Here in this segment, Amos mocks those who are complacent in their wealth and unaware of the tragedy that surrounds them. Israel is on the brink of being invaded and threatened with exile.

It would not be hard to translate Amos’ indictment into the circumstances of our own day. These indifferent people of luxury lounge on “beds of ivory” and “stretch comfortably on their couches.” They gorge on fresh lamb and veal, listening to new compositions on the harp and drink fine wine from bowls. They anoint their skin with precious oils and unguents.

Sounds familiar, doesn’t it? Meanwhile, Amos warns, the country is threatened with exile and their “wanton revelry will be done away with.”

The Gospel selection is from the 16th chapter of Luke, where the evangelist gathers some strong words of Jesus about those who have abundance and ignore the needs of others.

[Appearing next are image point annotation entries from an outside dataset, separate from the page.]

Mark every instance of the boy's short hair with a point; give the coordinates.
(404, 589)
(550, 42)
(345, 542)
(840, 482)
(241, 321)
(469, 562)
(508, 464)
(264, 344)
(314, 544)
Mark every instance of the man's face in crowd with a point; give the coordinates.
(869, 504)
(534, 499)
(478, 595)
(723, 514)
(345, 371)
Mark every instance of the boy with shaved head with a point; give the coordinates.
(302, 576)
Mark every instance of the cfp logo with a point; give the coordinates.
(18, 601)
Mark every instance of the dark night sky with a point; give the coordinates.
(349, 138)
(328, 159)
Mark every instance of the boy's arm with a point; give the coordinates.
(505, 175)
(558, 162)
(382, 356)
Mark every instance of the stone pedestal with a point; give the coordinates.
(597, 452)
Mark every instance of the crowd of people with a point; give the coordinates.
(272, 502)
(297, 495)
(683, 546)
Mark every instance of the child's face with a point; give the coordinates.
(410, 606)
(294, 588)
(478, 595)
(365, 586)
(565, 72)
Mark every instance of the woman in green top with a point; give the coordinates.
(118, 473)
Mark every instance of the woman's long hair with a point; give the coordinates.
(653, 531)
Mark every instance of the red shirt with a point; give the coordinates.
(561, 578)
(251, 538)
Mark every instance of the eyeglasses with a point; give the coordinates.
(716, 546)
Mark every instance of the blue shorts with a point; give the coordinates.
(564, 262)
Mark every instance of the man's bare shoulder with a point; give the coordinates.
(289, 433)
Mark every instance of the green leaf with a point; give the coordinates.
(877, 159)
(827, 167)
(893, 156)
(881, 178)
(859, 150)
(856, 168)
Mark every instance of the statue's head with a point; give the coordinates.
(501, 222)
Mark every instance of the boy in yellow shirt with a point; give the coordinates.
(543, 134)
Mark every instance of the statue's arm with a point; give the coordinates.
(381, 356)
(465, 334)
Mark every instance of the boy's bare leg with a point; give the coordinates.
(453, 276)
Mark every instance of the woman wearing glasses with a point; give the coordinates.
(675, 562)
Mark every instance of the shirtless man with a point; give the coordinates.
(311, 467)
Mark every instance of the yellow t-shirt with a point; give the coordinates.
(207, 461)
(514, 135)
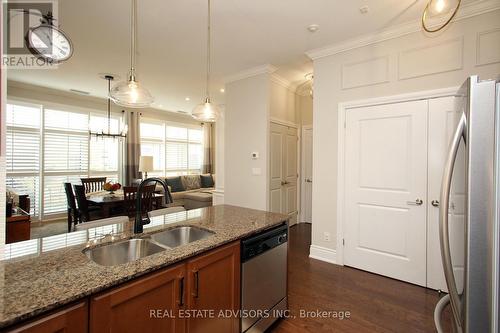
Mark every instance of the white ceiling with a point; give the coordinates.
(172, 41)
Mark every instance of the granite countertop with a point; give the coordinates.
(40, 275)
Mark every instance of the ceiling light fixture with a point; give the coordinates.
(207, 111)
(313, 28)
(130, 93)
(438, 7)
(108, 134)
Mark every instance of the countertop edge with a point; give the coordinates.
(26, 317)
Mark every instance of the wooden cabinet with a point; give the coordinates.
(148, 304)
(214, 285)
(72, 319)
(169, 301)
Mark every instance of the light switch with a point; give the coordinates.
(256, 171)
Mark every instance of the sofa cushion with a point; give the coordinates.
(175, 184)
(191, 182)
(206, 181)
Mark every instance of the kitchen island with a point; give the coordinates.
(56, 273)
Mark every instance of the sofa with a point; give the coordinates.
(190, 191)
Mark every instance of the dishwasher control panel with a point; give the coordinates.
(260, 243)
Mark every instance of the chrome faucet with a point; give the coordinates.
(139, 220)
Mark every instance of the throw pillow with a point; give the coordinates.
(191, 182)
(207, 181)
(175, 184)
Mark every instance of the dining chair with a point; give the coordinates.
(102, 222)
(71, 205)
(84, 210)
(94, 184)
(165, 211)
(129, 199)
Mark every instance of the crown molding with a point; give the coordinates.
(263, 69)
(283, 82)
(466, 11)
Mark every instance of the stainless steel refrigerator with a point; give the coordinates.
(475, 299)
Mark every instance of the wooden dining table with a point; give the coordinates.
(107, 201)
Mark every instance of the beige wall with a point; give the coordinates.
(305, 107)
(411, 63)
(41, 94)
(283, 103)
(246, 131)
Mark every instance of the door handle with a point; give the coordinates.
(196, 284)
(181, 291)
(444, 236)
(417, 202)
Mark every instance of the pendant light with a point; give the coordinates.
(102, 134)
(207, 111)
(130, 93)
(439, 8)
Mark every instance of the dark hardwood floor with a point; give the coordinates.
(375, 303)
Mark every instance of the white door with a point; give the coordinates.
(443, 119)
(283, 171)
(306, 202)
(385, 190)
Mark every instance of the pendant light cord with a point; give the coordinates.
(208, 50)
(133, 37)
(109, 106)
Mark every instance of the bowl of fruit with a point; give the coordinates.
(112, 187)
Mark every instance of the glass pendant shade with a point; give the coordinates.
(131, 94)
(206, 112)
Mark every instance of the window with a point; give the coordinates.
(23, 151)
(177, 149)
(47, 147)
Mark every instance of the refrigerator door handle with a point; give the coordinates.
(443, 220)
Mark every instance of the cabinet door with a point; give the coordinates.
(148, 304)
(214, 286)
(73, 319)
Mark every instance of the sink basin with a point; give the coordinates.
(180, 236)
(123, 252)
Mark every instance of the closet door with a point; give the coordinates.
(443, 119)
(283, 171)
(385, 190)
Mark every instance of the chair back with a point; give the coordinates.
(129, 193)
(101, 223)
(130, 196)
(81, 200)
(70, 196)
(93, 184)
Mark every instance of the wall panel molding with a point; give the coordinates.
(488, 47)
(365, 73)
(440, 57)
(466, 11)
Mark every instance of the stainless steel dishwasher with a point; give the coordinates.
(263, 279)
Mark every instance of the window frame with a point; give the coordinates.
(166, 172)
(46, 105)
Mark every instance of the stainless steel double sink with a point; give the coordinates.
(136, 248)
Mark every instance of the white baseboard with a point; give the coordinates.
(323, 254)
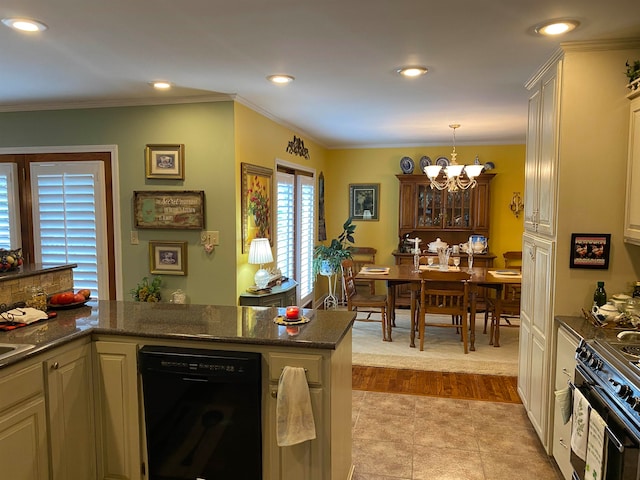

Jesus’ words may not be as sarcastic as those of Amos but the message is similar.

Last week we heard about the steward who was facing dismissal by his master because of his cheating, but is clever enough to feather his nest by reducing the amount of debts owed to his master by various clients, with the hope of winning their favor when he is out on the street. Jesus praises the man for being clever and using his resources to prepare for the future — and suggests that his disciples ought to think about their future lives as well.

This week we have another parable, one of the most famous in the New Testament, namely the story of the rich man and Lazarus. Jesus directs this pointed story to the Pharisees, whom Luke characterizes as “lovers of money.”

The rich man who dresses well and eats sumptuously is completely oblivious to the plight of Lazarus who lies starving outside his door, covered with wounds and with only the dogs to lick his sores. The contrast between the two is stark. So, too, is their future.

When Lazarus dies he is carried by angels to heaven and lives happily in the “bosom of Abraham.” The rich man dies, too, but ends up in the fiery netherworld. Despite the rich man’s attempt to have Lazarus bring him a cool drink (the rich man assumes he can still give orders!), he is told there is a “great chasm” between the destiny of the poor whom the God of the Bible loves and this rich man (whom God also loves) but who has squandered his chance to do the right thing.

Here again is a message that Pope Francis (and his predecessors) has ceaselessly proclaimed. Those who enjoy abundance cannot afford to be indifferent to the plight of those who have nothing. This is a core conviction of Catholic social teaching.

As Jesus reminds us in the Gospel today, using the resources we have and taking advantage of the opportunities that are open to us, we are to care for the needs of others, especially the most vulnerable. Such generosity is a sign of authentic Christian discipleship and will be blessed by God.